Started a small(?) project - recreating a 1938 book in pdf

The book itself is the 1938, 2 edition of “ספר הבדיחה והחידוד” By Alter Droyanov. This is a collection of 3,170 European Jewish jokes from the 19th century and before.

The first page of the first chapter of the first book is -

and I’m trying to keep the same look.

As I’m not going to re-type the whole book manually, I’ve looked for a shortcut. It was found here - פרויקט בן יהודה. So after downloading the text in several formats (and trying pandoc) I’ve settled on the text format.

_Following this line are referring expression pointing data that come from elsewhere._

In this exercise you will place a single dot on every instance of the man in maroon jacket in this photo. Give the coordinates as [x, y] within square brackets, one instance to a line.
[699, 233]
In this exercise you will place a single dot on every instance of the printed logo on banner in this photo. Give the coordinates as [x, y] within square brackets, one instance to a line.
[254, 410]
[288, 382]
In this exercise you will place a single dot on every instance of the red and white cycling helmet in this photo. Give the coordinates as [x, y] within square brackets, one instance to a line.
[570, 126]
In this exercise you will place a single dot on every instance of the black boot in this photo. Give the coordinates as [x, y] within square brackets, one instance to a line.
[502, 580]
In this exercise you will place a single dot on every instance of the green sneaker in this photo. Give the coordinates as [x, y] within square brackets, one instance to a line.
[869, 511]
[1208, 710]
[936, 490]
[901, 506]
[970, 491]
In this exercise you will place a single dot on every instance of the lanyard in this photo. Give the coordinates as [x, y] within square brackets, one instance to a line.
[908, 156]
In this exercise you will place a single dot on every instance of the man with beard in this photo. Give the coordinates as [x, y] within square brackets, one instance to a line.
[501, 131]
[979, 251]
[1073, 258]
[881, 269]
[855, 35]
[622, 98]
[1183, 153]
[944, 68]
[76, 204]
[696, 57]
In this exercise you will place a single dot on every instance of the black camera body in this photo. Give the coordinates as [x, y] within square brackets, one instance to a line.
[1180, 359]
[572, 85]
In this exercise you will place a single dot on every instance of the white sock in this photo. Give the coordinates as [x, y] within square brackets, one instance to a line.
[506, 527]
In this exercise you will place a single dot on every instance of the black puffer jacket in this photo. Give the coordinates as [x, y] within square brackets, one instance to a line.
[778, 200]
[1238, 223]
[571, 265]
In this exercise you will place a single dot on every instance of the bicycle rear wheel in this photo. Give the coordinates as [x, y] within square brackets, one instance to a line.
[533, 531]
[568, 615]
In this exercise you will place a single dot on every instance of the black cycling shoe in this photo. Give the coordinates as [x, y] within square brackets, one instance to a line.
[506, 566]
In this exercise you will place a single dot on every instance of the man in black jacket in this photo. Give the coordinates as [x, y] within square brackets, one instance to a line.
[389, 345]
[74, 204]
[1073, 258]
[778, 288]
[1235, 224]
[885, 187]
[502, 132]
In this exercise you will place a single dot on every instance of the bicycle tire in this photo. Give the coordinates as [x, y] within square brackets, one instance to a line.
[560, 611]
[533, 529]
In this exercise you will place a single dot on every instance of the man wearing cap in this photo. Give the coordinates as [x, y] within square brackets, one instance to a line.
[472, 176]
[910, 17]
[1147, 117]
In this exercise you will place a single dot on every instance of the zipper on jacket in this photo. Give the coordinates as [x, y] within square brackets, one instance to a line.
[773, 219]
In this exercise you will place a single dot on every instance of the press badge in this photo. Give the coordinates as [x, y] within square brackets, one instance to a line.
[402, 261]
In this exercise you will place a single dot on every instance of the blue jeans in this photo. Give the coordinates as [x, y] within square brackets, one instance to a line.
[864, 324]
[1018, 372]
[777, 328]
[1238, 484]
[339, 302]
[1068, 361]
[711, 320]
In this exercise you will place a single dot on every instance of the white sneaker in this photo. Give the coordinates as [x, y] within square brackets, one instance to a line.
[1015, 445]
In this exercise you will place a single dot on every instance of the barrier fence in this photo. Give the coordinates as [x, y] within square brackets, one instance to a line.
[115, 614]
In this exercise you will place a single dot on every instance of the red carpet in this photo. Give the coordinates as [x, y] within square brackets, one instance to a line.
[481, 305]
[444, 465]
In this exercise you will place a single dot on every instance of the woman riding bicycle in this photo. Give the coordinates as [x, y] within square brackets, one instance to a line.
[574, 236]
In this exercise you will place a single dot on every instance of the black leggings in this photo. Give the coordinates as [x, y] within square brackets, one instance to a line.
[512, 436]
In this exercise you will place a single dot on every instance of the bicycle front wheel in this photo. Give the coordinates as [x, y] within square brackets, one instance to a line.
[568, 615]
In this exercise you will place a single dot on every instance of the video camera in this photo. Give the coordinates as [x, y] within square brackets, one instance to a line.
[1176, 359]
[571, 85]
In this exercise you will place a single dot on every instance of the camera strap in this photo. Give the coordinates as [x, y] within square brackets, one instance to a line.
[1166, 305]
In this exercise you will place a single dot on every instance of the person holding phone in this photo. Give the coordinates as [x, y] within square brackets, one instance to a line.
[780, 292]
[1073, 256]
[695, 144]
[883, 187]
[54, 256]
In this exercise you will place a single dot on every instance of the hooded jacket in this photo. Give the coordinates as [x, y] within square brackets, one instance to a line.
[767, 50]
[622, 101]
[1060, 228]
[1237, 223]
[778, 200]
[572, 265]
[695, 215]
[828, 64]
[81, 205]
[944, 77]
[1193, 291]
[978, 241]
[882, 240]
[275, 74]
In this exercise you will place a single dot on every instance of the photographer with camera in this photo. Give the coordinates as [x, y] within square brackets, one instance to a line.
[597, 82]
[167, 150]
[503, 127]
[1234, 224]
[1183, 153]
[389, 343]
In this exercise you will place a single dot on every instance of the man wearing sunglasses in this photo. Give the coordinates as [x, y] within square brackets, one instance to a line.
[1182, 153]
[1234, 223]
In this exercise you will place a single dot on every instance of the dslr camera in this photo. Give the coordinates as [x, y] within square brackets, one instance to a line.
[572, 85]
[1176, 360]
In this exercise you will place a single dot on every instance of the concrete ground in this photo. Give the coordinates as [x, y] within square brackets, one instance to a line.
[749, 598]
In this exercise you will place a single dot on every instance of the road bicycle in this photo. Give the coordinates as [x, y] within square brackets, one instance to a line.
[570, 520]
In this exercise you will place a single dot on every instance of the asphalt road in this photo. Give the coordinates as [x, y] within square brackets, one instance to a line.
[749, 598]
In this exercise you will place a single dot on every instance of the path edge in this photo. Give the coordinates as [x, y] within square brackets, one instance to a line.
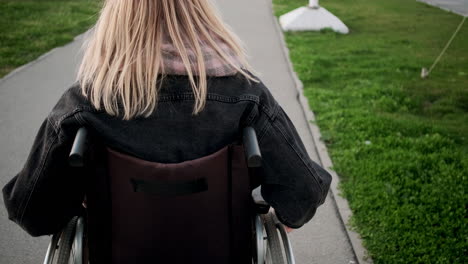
[40, 58]
[341, 203]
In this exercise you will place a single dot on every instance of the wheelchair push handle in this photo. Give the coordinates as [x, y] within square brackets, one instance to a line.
[76, 158]
[251, 148]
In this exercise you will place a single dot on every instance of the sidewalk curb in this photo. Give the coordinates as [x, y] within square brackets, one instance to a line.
[344, 211]
[40, 58]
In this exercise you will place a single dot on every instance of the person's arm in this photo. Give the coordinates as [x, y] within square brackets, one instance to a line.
[292, 184]
[46, 193]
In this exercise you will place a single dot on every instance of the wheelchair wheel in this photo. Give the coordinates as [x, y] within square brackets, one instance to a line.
[274, 251]
[66, 242]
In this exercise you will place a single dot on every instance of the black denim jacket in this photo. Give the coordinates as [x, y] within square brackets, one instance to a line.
[47, 192]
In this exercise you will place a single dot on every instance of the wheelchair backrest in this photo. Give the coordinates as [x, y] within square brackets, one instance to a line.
[197, 211]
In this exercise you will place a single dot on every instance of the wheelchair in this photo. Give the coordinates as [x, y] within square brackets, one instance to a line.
[257, 235]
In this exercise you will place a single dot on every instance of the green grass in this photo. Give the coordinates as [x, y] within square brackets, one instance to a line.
[399, 143]
[29, 28]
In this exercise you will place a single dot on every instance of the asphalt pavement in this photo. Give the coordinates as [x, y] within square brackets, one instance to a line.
[28, 95]
[456, 6]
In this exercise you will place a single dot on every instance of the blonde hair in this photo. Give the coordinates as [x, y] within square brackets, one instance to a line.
[123, 60]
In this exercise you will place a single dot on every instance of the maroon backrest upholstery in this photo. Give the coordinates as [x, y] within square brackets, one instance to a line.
[196, 211]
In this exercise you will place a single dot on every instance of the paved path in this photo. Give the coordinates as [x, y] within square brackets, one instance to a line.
[456, 6]
[27, 96]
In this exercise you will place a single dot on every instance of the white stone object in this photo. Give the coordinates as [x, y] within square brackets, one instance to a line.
[312, 18]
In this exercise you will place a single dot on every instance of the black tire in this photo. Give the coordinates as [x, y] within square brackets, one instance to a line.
[66, 241]
[274, 249]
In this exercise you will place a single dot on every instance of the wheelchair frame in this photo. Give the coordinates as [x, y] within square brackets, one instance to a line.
[67, 246]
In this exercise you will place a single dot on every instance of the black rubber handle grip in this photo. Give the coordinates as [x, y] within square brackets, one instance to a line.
[76, 158]
[251, 148]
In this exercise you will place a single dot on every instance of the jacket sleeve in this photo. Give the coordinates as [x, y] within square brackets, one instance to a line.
[292, 184]
[46, 193]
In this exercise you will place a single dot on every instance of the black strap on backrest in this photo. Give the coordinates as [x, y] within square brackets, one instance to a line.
[169, 189]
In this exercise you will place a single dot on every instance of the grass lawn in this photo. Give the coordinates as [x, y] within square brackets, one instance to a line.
[29, 28]
[398, 142]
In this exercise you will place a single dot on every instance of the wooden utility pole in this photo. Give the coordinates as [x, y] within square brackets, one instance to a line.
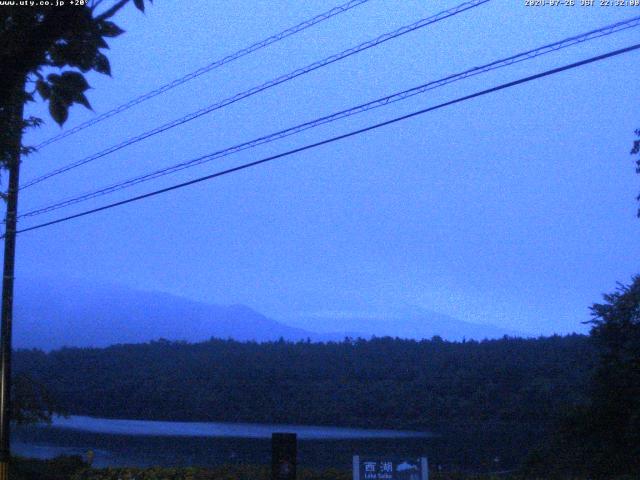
[14, 110]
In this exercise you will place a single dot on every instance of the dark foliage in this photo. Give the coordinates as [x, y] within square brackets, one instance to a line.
[601, 437]
[36, 39]
[503, 392]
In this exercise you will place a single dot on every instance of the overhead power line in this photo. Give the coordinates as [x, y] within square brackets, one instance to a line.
[207, 68]
[272, 83]
[503, 86]
[530, 54]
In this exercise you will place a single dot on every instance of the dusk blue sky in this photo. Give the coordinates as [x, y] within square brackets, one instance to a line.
[515, 209]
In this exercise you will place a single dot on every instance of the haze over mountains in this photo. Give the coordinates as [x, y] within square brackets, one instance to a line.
[53, 314]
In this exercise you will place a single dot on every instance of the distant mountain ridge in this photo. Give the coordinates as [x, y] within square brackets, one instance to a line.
[50, 314]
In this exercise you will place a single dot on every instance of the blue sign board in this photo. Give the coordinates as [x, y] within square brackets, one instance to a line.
[372, 468]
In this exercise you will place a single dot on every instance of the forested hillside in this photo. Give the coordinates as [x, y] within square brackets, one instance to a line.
[383, 382]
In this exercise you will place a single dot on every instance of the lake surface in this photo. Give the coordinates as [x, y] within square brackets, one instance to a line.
[146, 443]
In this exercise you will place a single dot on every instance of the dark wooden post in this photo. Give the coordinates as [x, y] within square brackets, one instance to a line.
[284, 456]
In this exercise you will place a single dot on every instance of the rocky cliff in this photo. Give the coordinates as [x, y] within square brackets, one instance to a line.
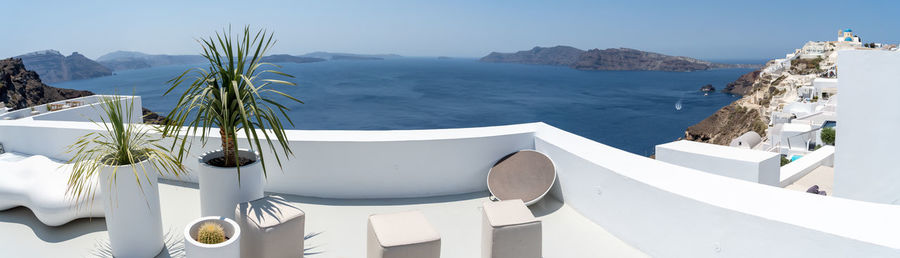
[55, 67]
[606, 59]
[743, 84]
[21, 88]
[737, 118]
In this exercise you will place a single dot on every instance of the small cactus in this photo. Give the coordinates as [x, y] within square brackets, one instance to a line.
[211, 233]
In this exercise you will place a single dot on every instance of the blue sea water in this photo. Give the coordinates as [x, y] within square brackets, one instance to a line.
[630, 110]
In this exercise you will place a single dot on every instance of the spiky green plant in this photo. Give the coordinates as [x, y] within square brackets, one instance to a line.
[233, 96]
[210, 233]
[121, 142]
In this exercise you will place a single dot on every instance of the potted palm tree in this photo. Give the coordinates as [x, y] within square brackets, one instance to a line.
[233, 96]
[125, 161]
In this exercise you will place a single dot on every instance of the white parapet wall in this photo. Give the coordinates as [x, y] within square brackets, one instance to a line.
[867, 141]
[672, 211]
[745, 164]
[660, 208]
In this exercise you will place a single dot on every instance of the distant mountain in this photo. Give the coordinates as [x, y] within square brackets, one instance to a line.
[558, 55]
[290, 59]
[126, 60]
[607, 59]
[55, 67]
[21, 88]
[341, 57]
[347, 56]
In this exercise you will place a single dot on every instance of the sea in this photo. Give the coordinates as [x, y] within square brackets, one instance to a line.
[629, 110]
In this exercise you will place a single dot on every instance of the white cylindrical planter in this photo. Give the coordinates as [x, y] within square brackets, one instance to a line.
[131, 208]
[231, 248]
[220, 190]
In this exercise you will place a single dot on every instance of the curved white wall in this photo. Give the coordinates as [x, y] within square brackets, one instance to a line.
[338, 164]
[670, 211]
[865, 166]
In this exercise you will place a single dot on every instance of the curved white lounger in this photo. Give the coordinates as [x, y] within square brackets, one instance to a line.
[39, 183]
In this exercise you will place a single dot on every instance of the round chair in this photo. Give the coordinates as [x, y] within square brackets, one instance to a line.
[526, 175]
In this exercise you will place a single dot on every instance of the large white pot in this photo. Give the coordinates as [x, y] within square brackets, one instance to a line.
[220, 190]
[231, 248]
[133, 218]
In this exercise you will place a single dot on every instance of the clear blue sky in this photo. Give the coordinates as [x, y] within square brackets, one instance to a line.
[702, 29]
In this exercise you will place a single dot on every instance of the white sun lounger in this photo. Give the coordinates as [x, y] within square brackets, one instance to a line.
[39, 184]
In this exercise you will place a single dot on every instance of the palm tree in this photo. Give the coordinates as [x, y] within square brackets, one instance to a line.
[126, 160]
[231, 95]
[234, 94]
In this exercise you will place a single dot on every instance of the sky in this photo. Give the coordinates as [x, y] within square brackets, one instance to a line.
[713, 30]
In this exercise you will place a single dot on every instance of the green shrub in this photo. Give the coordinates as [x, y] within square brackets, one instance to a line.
[211, 233]
[828, 134]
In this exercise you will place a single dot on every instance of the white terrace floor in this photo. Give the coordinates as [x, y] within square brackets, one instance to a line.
[340, 226]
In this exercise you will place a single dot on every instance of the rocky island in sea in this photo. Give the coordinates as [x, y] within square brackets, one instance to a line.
[615, 59]
[291, 59]
[22, 88]
[127, 60]
[55, 67]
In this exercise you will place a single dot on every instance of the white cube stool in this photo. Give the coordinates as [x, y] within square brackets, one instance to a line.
[270, 227]
[509, 230]
[402, 235]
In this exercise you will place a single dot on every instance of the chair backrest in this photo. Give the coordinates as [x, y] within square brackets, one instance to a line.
[527, 175]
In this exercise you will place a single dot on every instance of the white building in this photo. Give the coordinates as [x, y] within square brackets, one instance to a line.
[865, 165]
[846, 35]
[826, 87]
[813, 49]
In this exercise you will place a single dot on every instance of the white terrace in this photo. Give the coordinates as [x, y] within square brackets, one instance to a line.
[606, 203]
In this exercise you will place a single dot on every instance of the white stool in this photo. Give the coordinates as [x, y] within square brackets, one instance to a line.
[271, 227]
[509, 230]
[402, 235]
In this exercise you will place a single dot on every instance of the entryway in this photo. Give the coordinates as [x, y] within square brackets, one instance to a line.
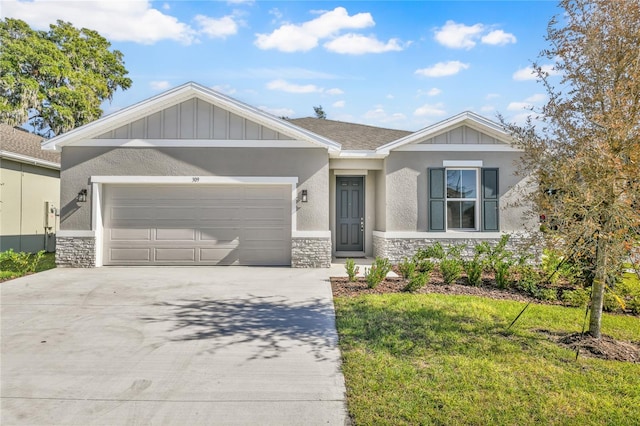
[349, 216]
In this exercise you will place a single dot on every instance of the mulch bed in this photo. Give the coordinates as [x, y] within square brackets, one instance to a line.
[604, 348]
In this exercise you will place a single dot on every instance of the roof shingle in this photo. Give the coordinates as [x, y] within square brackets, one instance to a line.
[19, 141]
[350, 135]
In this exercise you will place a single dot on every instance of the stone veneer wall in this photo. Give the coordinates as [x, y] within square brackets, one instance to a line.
[308, 252]
[395, 249]
[76, 252]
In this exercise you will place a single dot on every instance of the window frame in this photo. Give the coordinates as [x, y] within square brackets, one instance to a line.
[476, 200]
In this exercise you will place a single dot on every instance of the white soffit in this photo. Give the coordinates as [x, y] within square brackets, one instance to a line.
[175, 96]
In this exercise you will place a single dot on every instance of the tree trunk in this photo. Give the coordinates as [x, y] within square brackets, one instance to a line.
[598, 287]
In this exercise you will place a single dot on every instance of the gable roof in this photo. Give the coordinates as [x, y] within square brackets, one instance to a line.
[180, 94]
[350, 135]
[467, 118]
[19, 145]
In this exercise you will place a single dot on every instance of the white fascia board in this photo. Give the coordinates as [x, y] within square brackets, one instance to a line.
[176, 96]
[468, 118]
[359, 154]
[197, 180]
[197, 143]
[29, 160]
[458, 148]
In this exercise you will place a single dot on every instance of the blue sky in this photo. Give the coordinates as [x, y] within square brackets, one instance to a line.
[391, 64]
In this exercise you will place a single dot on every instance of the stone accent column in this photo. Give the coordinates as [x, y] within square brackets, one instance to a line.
[311, 252]
[75, 252]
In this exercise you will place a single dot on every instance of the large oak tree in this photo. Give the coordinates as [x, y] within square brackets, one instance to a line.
[586, 152]
[56, 80]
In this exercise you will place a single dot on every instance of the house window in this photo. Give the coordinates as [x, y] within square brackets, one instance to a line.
[462, 198]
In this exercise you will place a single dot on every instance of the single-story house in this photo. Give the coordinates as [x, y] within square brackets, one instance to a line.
[194, 177]
[29, 192]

The text file is passed through a Python “preprocessor” that -

  • remove superfluous new lines
  • converts “-” used as hyphen with true hebrew hyphen (“סוף-סוף” changed to “סוף־סוף”)
  • corrected quotation marks (“דצ"ך” changed to „דצ”ך”"
  • then created a csv file where the first field is th joke# and the second the joke text.

That csv is fed to the following typst code:

#set text(font: "Drugulin CLM", size: 7pt, lang: "he", dir: rtl)

#import "@preview/marginalia:0.3.1" as marginalia: note
#let note = note.with(side: "left", numbering: none)

#set page(width: 13cm, height: 18.2cm,
  margin: (left: 1in, right: 0.69in, top: 0.75in, bottom: 1in),
  header: counter(footnote).update(0))
//#show: marginalia.show-frame
#show: marginalia.setup.with(clearance: 0pt, 
  outer: (far: 0mm, sep: 0mm, width: 0.69in), inner: (far: 0mm, sep: 0.1in, width: 0.9in))

#let par_split(par) = {
  let first = h(0.7em) + text(size: 1.4em, par.first())
  let par_1 = par.clusters()
  let rest = par.clusters().slice(1, par_1.len()).join()
  return (first, rest)
}
#let asterisk(.., last) = "*" * last
#set footnote(numbering: asterisk)

#let test = csv(delimiter: "\u{001f}","chapters/chapter_b01c01.csv")

#for i in range(0,test.len()) [
  #note(test.at(i).at(0))
  #let par = test.at(i).at(1)
  #let (first, rest) = par_split(par)
  #first#eval(rest, mode: "markup")\
  ]

(code is still being created, so … be gentle).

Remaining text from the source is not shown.